The Ford Kuga is surprisingly good in bends, yet has traditional SUV benefits such as a high driving position and consequently a great view out. But some models are expensive to run
There are three different turbocharged 1.5-litre petrol engines on offer, with 120, 150 and 176hp. Stick to the one of the lesser two power outputs and you’ll enjoy decent performance coupled with sensible running costs – the 176hp engine is quickest, but thirstiest with it.
On the diesel side you have the option of a 1.5-litre with 120hp, or a 2.0-litre with 120, 150 or 180hp. We’d suggest going for a diesel if you’re frequently driving on the motorway and the pick of the bunch is the 1.5, which has a enough get up and go to transport a family and its luggage, yet is also pleasingly frugal.
The Kuga’s most powerful petrol engine is also the slowest – go figure that one
For four-wheel drive in a petrol Kuga, you’ll have to go for the 176hp 1.5-litre petrol, or either the 150 or 180hp diesels, but fuel economy suffers in all cases. An automatic gearbox is available with the quickest 1.5 petrol and all three 2.0-litre diesel power outputs, but it isn’t as slick as the auto gearboxes in alternative family SUVs.
The Kuga’s towing capacity varies greatly depending on the model you choose – the four-wheel drive 180hp diesel can pull up to 2,100kg, compared with the 1,200kg the front-wheel drive 120hp petrol manages.
Although the Kuga is outclassed in a number of areas, it’s still one of the best-driving SUVs that you can buy for the price – only the Mazda CX-5 can compete with it.
Find yourself on your own on a country road and you’ll quickly discover the Kuga feels at home. Its well-weighted steering means it doesn’t feel nervous in bends, its body doesn’t lean excessively even if you corner quickly and the suspension is also pretty good at ironing out jiggly country roads.
Unless you go for the ST-Line or ST-Line X models that is, which have lowered suspension and big alloy wheels that skip over smaller bumps. They also make the Kuga feel uncomfortable on the motorway, which is a shame because it’s a relaxing car to cover a lot of miles in with standard suspaneion, even if the Skoda Kodiaq is even better at keeping wind and road noise outside.
Newer models such as the Kodiaq will also be safer than the Kuga – the Ford scored five-stars when it was crash tested by Euro NCAP, but the test is quite a bit tougher now.

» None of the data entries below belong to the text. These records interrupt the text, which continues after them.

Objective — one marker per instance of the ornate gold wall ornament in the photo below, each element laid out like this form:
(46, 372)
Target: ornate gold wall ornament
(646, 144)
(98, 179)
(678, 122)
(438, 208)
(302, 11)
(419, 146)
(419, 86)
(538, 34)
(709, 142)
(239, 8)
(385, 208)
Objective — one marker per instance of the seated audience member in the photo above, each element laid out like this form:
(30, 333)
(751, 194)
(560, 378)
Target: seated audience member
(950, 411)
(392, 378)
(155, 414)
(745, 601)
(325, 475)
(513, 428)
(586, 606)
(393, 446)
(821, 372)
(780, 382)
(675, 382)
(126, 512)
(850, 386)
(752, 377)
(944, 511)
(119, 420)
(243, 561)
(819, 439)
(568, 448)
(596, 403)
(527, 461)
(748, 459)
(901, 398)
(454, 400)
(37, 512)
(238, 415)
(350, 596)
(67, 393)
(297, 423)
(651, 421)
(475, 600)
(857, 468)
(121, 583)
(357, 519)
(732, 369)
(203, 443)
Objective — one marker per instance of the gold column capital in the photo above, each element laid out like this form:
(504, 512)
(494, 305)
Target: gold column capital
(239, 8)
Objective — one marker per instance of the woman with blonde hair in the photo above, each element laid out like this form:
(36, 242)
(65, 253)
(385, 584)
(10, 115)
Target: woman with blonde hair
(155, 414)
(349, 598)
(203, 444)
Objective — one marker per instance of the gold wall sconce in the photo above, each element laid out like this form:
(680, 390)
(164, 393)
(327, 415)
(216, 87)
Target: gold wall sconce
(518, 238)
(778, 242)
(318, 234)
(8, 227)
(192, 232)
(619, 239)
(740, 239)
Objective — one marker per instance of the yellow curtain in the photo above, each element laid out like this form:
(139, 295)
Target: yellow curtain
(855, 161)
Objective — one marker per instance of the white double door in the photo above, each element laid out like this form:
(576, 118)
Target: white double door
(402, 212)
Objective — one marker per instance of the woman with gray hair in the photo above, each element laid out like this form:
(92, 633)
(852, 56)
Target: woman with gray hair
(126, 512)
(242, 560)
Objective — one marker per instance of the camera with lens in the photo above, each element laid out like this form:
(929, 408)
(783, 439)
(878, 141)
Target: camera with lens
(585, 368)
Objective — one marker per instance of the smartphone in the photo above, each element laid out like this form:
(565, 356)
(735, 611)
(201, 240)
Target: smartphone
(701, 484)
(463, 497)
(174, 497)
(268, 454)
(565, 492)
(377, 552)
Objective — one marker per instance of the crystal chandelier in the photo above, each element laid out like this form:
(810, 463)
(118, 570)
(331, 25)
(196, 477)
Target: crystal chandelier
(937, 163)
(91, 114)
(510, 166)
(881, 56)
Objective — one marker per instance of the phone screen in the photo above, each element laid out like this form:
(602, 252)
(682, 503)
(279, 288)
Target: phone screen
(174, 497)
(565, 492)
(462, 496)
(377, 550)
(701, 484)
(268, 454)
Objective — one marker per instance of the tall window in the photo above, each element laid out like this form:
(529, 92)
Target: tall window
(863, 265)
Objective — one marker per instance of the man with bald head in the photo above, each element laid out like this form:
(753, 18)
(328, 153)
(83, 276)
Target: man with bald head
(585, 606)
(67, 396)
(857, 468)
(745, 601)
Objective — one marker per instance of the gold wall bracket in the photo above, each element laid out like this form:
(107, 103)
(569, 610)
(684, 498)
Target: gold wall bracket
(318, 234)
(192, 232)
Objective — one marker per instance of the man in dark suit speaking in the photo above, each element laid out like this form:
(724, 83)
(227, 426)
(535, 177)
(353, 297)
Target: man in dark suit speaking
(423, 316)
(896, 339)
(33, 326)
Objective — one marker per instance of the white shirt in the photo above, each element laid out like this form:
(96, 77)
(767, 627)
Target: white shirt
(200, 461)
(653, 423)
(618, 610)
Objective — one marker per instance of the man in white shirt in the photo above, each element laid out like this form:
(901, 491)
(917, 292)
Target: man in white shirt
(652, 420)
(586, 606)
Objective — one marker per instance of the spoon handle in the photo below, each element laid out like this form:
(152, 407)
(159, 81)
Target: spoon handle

However you can boost safety with the Driver Assistance Pack, which includes automatic emergency braking, lane keeping assist, traffic sign recognition and headlights that dip automatically.
That pack’s a useful addition if you do a lot of town driving because it includes a blind spot warning system that warns of approaching vehicles that don’t appear in your mirrors. That said the Kuga’s height gives you a good view out over traffic and, although the steering is a little heavy, the rest of the controls are light enough to cause no problems when driving slowly.
Reversing into tight spaces is easier in Titanium cars and above that come with rear parking sensors as standard.